At one point in the not too distant stock market past, video game stocks were trading at all-time highs, despite the overwhelming success of upstart Epic Games’ juggernaut Fortnite. Well in the last month or two, the threat of multi-player phenoms and e-sports have taken their toll on the established players, with the stock’s of EA and ATVI in full on crash mode, down more than 20% from their recent 52-week and all-time highs.
The new “Diablo Immortal” mobile offering fell short of some fan expectations for the popular desktop games. Players lashed out on Twitter and in the comments section of the YouTube trailer with the hashtag, #NotMyDiablo. There’s even a petition on change.org to cancel the launch that has over 31,000 supporters.

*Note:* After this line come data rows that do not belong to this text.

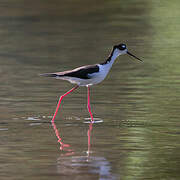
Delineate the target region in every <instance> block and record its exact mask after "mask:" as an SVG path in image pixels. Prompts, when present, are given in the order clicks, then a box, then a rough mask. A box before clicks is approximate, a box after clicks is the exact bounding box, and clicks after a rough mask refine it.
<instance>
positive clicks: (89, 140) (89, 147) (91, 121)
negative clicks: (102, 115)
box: [87, 121, 93, 157]
mask: <svg viewBox="0 0 180 180" xmlns="http://www.w3.org/2000/svg"><path fill="white" fill-rule="evenodd" d="M92 125H93V123H92V121H91V122H90V124H89V129H88V132H87V135H88V151H87V155H88V157H89V154H90V152H91V151H90V150H91V143H92V141H91V131H92V128H93V126H92Z"/></svg>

This announcement came after what appeared to be disappointing sales of ATVI’s flagship shooter game Call of Duty last month. Speaking yesterday to Wedbush Securities gaming analyst Michael Pachter, who rates the stock a Buy with a $100 twelve month price target, suggested that the stock’s reaction might be a tad overdone to gamer reaction to “Diablo”, but intimating it was kind of an unforced error, stating:
“They used a hardcore fan convention to debut a mass market game. It’s like McDonald’s unveiling healthy salads at a meat convention. What did they expect the reaction to be?
The stock’s volatility over the last month, since making a new all-time high on Oct 1st, and punctuated by yesterday’s 6.8% drop (nearly a 25% peak to trough decline) makes for an interesting set up into Thursday night’s Q3 report. The options market is implying about a $5 move in either direction or about 8%, which is fairly rich to the average 3% one-day post-earnings move over the last four quarters.

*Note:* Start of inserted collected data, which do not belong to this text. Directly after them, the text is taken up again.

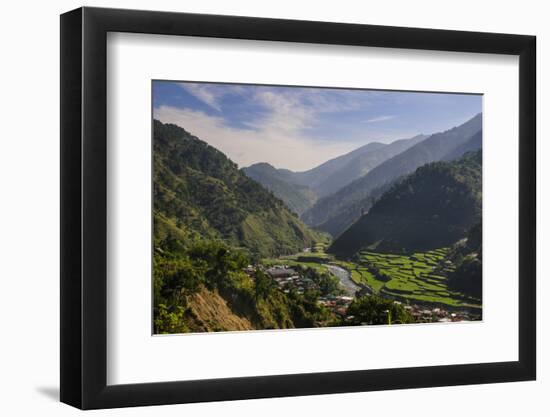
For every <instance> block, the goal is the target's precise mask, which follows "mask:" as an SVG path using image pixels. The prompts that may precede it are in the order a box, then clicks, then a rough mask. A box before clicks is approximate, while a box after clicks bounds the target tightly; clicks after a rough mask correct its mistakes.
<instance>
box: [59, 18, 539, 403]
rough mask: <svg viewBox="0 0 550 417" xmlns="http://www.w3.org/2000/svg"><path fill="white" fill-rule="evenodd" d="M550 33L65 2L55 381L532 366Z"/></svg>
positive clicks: (502, 372)
mask: <svg viewBox="0 0 550 417" xmlns="http://www.w3.org/2000/svg"><path fill="white" fill-rule="evenodd" d="M535 66H536V65H535V37H532V36H525V35H509V34H493V33H475V32H459V31H447V30H432V29H416V28H402V27H387V26H372V25H356V24H341V23H327V22H310V21H292V20H277V19H264V18H251V17H236V16H214V15H197V14H185V13H167V12H150V11H135V10H116V9H98V8H81V9H77V10H74V11H71V12H68V13H66V14H63V15H62V16H61V401H63V402H65V403H67V404H70V405H73V406H75V407H79V408H82V409H93V408H111V407H125V406H140V405H156V404H174V403H188V402H201V401H218V400H234V399H248V398H264V397H277V396H298V395H313V394H327V393H343V392H357V391H373V390H387V389H403V388H420V387H435V386H448V385H462V384H481V383H496V382H507V381H523V380H533V379H535V376H536V350H535V345H536V317H535V299H536V297H535V288H536V285H535V245H536V241H535V236H536V224H535V214H536V212H535V210H536V203H535V202H536V195H535V170H536V167H535V162H536V157H535V152H536V150H535V104H536V95H535Z"/></svg>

While expectations for a beat and raise have clearly come down since the start of October, the stock’s decline has made the valuation look a bit more attractive, despite the fact the stock still trades at PE/G (PE to eps growth of about 2) for 2019, and 6.5x sales, not exactly cheap for a $50 billion market cap company who’s expected eps growth is decelerating to 11%.
All that said, my guesses… anything short of a miss and guide down and the stock stabilizes near 2018 lows… if the stock was to miss, and guide down, well long holders better strap-in given the market we are in… a beat and raise and the stock is back at $70 in line with the implied move.
Taking a look at the one year chart of ATVI and you can see that the stock has found support near $63, the 2018 low from Q1:
While the two-year chart clearly shows the recent breakdown below $70 a problem for the two-year uptrend that had at one point yielded more than a 100% return:
The precarious technical set-up into the print does point to the use of defined risk strategies for those looking to express a short-term directional view. I am not sure I can be too helpful on an outright bearish trade as it feels like a bit of a press on the short side. But longs who have been in the stock, don’t want to sell now down 20% in a month might consider collars… for instance..
Vs 100 shares of ATVI long at $65.10 Buy Nov 9th 70 – 65 collar for even money
-Sell to open a Nov 9th 70 call at 70 cents
-Buy to open 1 Nov 9th 65 put for 70 cents
Break-even on Nov 9th expiration (this Friday):
Profits of the stock up to 70, stock called away at 70 but long holder could always cover the short call to keep the long position intact.
Losses of the stock down to $60, but protected below.
Rationale: one would collar a long stock position into a potentially volatile event if they first and foremost did not want to sell their long stock position, but were worried about the potential for extreme short-term downside into an event like earnings. Most importantly, they are willing to give up some potential upside to have defined risk to the downside.
Or If I were looking to play for a stabilization, and maybe a sustained bounce into the new year, I might consider looking a bit out of the money given the stock’s sharp decline in just the last month and target a move back towards the Oct highs but giving some time to playout…
Bullish Trade Idea: ATVI ($65.15) Buy Jan 70 / 80 call spread for $2
-Buy to open 1 Jan 70 call for $2.65
-Sell to open 1 Jan 80 call at 65 cents
Break-even on Jan expiration:
Profits of up to 8 between 72 and 80 with max gain above 80
Losses of up to 2 between 70 and 72 with max loss of 2 at 70 or lower.
Rationale: This trade is a bit of a longshot, but given how expensive short-dated options prices its hard to risk 4ish percent for a near-dated at the money call, and vertical spreads don’t look th at attractive from a risk-reward standpoint. If you believe the stock has been caught up in the high valuation / high growth sell-off, and that fundamentals of the stock are not being adequately represented near term, then this out of the money call spread risks 3% of the stock pricce over the next two and half months playing for a move back near the Oct 1st highs.